File identity is tracked by path + mtime. A file modified on disk since the last read passes through normally, and the cache entry is updated.

Configuration

Variable Default Description
FILE_READ_CACHE_ENABLED true Master switch
FILE_READ_CACHE_BACKEND redis redis or memory
FILE_READ_CACHE_TTL 21600 Redis key TTL (6 hours)

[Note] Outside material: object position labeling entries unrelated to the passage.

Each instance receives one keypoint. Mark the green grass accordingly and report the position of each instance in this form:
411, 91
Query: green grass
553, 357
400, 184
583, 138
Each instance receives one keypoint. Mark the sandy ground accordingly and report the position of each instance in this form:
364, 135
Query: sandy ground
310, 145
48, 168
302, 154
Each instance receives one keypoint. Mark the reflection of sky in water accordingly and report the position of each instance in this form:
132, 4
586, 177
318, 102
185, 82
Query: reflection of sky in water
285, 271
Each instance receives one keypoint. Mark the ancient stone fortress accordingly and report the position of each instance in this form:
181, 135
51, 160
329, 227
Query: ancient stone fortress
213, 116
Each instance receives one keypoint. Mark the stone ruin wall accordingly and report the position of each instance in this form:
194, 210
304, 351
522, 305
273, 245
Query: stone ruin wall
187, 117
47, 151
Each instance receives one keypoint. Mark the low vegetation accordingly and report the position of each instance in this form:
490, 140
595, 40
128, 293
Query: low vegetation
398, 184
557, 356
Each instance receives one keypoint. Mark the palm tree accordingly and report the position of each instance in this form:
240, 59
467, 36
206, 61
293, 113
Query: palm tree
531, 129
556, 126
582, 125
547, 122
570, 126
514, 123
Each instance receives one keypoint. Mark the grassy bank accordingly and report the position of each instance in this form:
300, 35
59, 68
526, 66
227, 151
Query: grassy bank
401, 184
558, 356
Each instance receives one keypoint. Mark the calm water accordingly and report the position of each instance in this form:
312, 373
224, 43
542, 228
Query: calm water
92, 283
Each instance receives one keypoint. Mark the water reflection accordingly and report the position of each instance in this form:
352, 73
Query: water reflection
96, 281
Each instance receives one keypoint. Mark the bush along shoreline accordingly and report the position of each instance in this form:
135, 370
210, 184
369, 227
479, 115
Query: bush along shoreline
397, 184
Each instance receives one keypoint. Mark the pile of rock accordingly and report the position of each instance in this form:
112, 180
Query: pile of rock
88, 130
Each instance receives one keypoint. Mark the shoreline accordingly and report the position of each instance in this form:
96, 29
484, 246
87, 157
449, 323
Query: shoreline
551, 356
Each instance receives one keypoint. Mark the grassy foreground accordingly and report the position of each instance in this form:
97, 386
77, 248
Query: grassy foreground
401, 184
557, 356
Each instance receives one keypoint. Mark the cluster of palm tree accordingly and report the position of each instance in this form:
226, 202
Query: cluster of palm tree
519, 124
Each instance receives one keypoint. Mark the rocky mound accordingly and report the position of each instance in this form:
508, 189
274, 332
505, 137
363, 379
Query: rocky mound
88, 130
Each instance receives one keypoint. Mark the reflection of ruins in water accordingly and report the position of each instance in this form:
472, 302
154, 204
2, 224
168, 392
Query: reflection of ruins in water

All guardrails at a glance

# Guardrail Hook event Default Block or warn Config key
1 Secrets scanner UserPromptSubmit / PreToolUse On Warn / Block AGENTIHOOKS_SECRETS_MODE
2 Retry circuit breaker PostToolUse / PreToolUse On Warn → Block RETRY_BREAKER_ENABLED
3 Branch guard PreToolUse On Block (always on)
4 Version guard PreToolUse On Block (always on)
5 CLAUDE.md sanity PreToolUse On Block AGENTIHOOKS_CLAUDE_MD_SANITY_CHECK
6 MCP surface area SessionStart On Warn MCP_TOOL_WARN_THRESHOLD
7 Output token limit SessionStart Passive Inject awareness CLAUDE_CODE_MAX_OUTPUT_TOKENS
8 File read dedup PreToolUse / PostToolUse On Block FILE_READ_CACHE_ENABLED

Exit code semantics

Guardrails that block communicate via exit code 2. Claude Code cancels the tool action and displays the hook’s stderr output as a warning to the agent.

Exit code Meaning
0 Allow — tool proceeds
2 Block — tool cancelled, stderr shown as warning

This is the same mechanism Claude Code uses for all hook blocks — guardrails are first-class citizens of the hook event pipeline.


Hardening your setup

The defaults cover the most common failure modes. For teams or higher-stakes environments, consider these adjustments:

# ~/.agentihooks/.env

# Stricter secrets scanning (adds Slack, Stripe, JWT patterns)
AGENTIHOOKS_SECRETS_MODE=strict

# Tighter retry tolerance (warn sooner, hard block sooner)
RETRY_BREAKER_MAX=3
RETRY_BREAKER_HARD_MAX=7

# Tighter CLAUDE.md size cap
AGENTIHOOKS_CLAUDE_MD_MAXLINES=150

# Warn earlier on MCP surface area
MCP_TOOL_WARN_THRESHOLD=25

# Set output token ceiling
CLAUDE_CODE_MAX_OUTPUT_TOKENS=8192

To verify all guardrails are active after installation:

agentihooks status

The status output lists each guardrail with its current state (enabled/disabled), mode, and thresholds. Inside a live session, /agentihooks shows the same panel alongside real-time session metrics.